The True Story Of Brian Brown-Easley, The Veteran Who Inspired Breaking

Elif Ozden

Brian Brown-Easley is a name that might not be immediately recognizable to many, but his life story has inspired a film called ‘Breaking.‘ Today, we’re here to delve into the true story of Brian, the military veteran whose experiences became the bedrock for the story behind the movie.

His Early Life


Born in 1982 to a humble background, Brown-Easley had a family of eight siblings and two parents, Barbara Easley and Bobby Lee Brown. Growing up in Williamstown, New Jersey, he was the youngest of his siblings.

Brian was largely introverted and preferred staying indoors to play video games. He also enjoyed reading, particularly Tolkien novels, and according to John Boyega, his ex-wife told him he was soft-spoken:

“Brian’s ex-wife mentioned his voice, the softness of his voice. His voice would always be quite low and quiet. Sometimes even hard to hear, it was quite soft-natured and would look down often through his glasses and peer up, crack a joke.”

Military Service Years


Enlisting in the military at the age of 18, Brown-Easley began a journey that would define much of his life. He joined the Marines and underwent 12 weeks of training, and served as a warehouse clerk in Iraq with the 2nd Supply Battalion.
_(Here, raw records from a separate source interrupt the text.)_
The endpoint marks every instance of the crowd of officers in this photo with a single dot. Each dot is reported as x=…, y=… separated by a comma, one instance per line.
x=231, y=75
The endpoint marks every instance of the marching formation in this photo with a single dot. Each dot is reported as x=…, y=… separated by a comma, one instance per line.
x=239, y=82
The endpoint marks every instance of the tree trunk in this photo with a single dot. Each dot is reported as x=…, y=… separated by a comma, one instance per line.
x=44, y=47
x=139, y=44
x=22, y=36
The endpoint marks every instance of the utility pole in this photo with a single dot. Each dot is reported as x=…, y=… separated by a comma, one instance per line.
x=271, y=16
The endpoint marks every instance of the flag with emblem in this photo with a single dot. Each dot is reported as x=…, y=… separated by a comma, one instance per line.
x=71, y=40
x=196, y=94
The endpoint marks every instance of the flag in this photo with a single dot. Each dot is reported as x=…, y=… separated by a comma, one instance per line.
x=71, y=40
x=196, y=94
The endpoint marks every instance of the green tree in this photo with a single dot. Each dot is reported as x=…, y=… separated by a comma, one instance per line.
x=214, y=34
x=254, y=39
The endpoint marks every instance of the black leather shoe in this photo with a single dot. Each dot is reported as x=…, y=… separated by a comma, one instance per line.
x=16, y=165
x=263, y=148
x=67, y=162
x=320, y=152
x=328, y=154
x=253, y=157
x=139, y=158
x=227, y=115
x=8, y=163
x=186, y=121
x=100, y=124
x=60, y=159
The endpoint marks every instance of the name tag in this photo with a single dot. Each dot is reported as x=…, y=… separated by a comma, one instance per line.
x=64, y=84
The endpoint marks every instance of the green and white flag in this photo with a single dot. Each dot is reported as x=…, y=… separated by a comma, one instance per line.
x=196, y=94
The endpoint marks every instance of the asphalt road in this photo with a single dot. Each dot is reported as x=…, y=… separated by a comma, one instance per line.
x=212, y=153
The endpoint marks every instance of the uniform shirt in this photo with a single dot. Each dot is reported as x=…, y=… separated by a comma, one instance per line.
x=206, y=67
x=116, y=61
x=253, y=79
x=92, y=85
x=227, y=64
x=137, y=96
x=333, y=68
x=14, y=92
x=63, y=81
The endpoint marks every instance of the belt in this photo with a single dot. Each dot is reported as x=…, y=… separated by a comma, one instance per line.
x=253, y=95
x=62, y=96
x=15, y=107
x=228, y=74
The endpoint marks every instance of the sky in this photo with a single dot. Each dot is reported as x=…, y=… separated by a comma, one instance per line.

Brian worked long hours (17 hours a day), leading to chronic back pain. He was stationed away from the frontlines but faced mortar fire. In 2005, he was discharged honorably.

Post-Military Life and Inspiration for ‘Breaking’


After retiring from the military, Brown-Easley struggled to readjust to civilian life and had mental health issues, including PTSD, paranoia, and schizophrenia. Living with his mother, he married Jessica Tate and had a daughter, Jayla.

However, Brian still had struggles with physical injuries, mental health issues, and adapting to a life outside the military’s rigid structure. So, he checked into a VA mental hospital in 2008 and fled home.


Disappearing for three years, Brian reappeared in Georgia in 2014. He moved in with his brother in New Jersey and kept his VA appointments. However, enrolling in computer classes at Lincoln College of Technology in 2017 had him headed to homelessness.

As it turned out, Brian suffered from the VA law that allows recouping money if a veteran stops attending classes, owing $1,163 to the VA. He realized that after taking his July $892 payment, his balance was only $271.

Promising the VA he had a payment plan; Brian disappeared again.

The Bank Incident


On July 7, 2017, he held up a Wells Fargo bank in Marietta, Georgia, claiming to have a bomb. Declaring that he did not intend to rob the bank or harm anyone, Brian demanded his $892 disability payment from the VA.

Sgt. Andre Bates negotiated with him and created a rapport. Brian then got ready to release one hostage in exchange for cigarettes. However, the process turned out longer than expected, so Officer Dennis Ponte fatally shot Brian.

Ponte’s decision to shoot Brian was against the assistant SWAT commander’s order. Later, a grand jury found Ponte’s actions legal, but many believed the shooting was unnecessary.

The Story of ‘Breaking’


‘Breaking’ aimed to depict Brian’s story, with John Boyega portraying him. Filmmaker Abi Damaris Corbin based the movie on actual events without amplifying conflict. She was drawn to the story due to her father’s struggles with the VA:

“My dad’s a Navy guy, so I lived through a lot of the VA struggle with him. And it’s a story that a lot of friends know intimately. It’s the kind of story I don’t want to hear again in 30 years in the next generation.”

According to, Corbin learned about Brian’s story through an article on ‘Task & Purpose.’ The production team worked closely with Brian’s family for accuracy, holding interviews and consultations with Brian’s family, friends, and military colleagues.


The impact of Easley’s story extends beyond the screen. Since the release of ‘Breaking’ last year, there has been increased attention on the challenges veterans face, leading to more public discourse and support for veterans’ mental and physical well-being.